エルサルバドルのビットコイン政策を担う機関「ザ・ビットコインオフィス」は29日、国家の戦略的ビットコイン準備金(SBR)が合計7,605.37BTC(約5億ドル・約800億円)に達したことを発表した。
30日にも1BTC追加購入、残高は7,606 BTCへ更新
ザ・ビットコインオフィスが共有したデータによると、直近7日間の増加量は+8.00BTC(約53万ドル・約8,476万円)、直近30日間では+31.00BTC(約206万ドル・約3.2億円)を記録。毎日1BTC
BTCずつ着実に積み上げるという、一貫した購入スタイルが維持されている状況だ。
公式ビットコイン管理サイト「bitcoin.gob.sv」の残高履歴データによると、30日にも1BTCの追加購入が確認されており、最新のSBR残高は約7,606.37BTCへと更新されている。残高履歴チャートは3月を通じて右肩上がりの階段状グラフが描かれており、購入ペースが途切れることなく続いていることを視覚的にも裏付けている。
世界の政府・国家のビットコイン保有量を集計するビットコイントレジャリーズによると、エルサルバドルのビットコイン保有量は現在世界5位に位置している。
1位のアメリカが328,372 BTCと圧倒的な首位を占め、以下、中国(190,000BTC)、イギリス(61,245BTC)、ウクライナ(46,351BTC)と続く中、エルサルバドルはこれらに次ぐ規模で存在感を示している形だ。

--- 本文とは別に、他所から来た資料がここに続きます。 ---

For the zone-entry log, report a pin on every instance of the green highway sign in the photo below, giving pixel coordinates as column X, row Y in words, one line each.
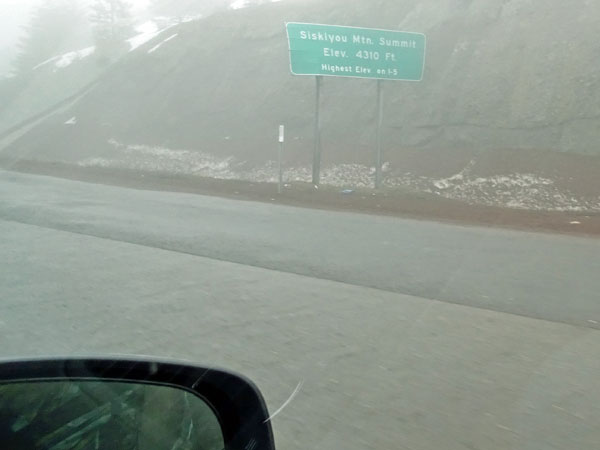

追跡対象となる13の政府機関が保有するビットコインの合計は649,853BTCで、総評価額は約432億ドル(約6.9兆円)に達している。また、各国政府が保有するデジタル資産におけるビットコインドミナンスは95.1%と、同通貨が各国の戦略資産として圧倒的な地位を占めていることも示されている。
毎日1BTCずつ粛々と積み重ねるエルサルバドルの姿勢は、国家レベルでの長期的なビットコイン戦略として世界の暗号資産(仮想通貨)市場からも注目を集め続けている。その保有残高の拡大は今後も続く見通しだ。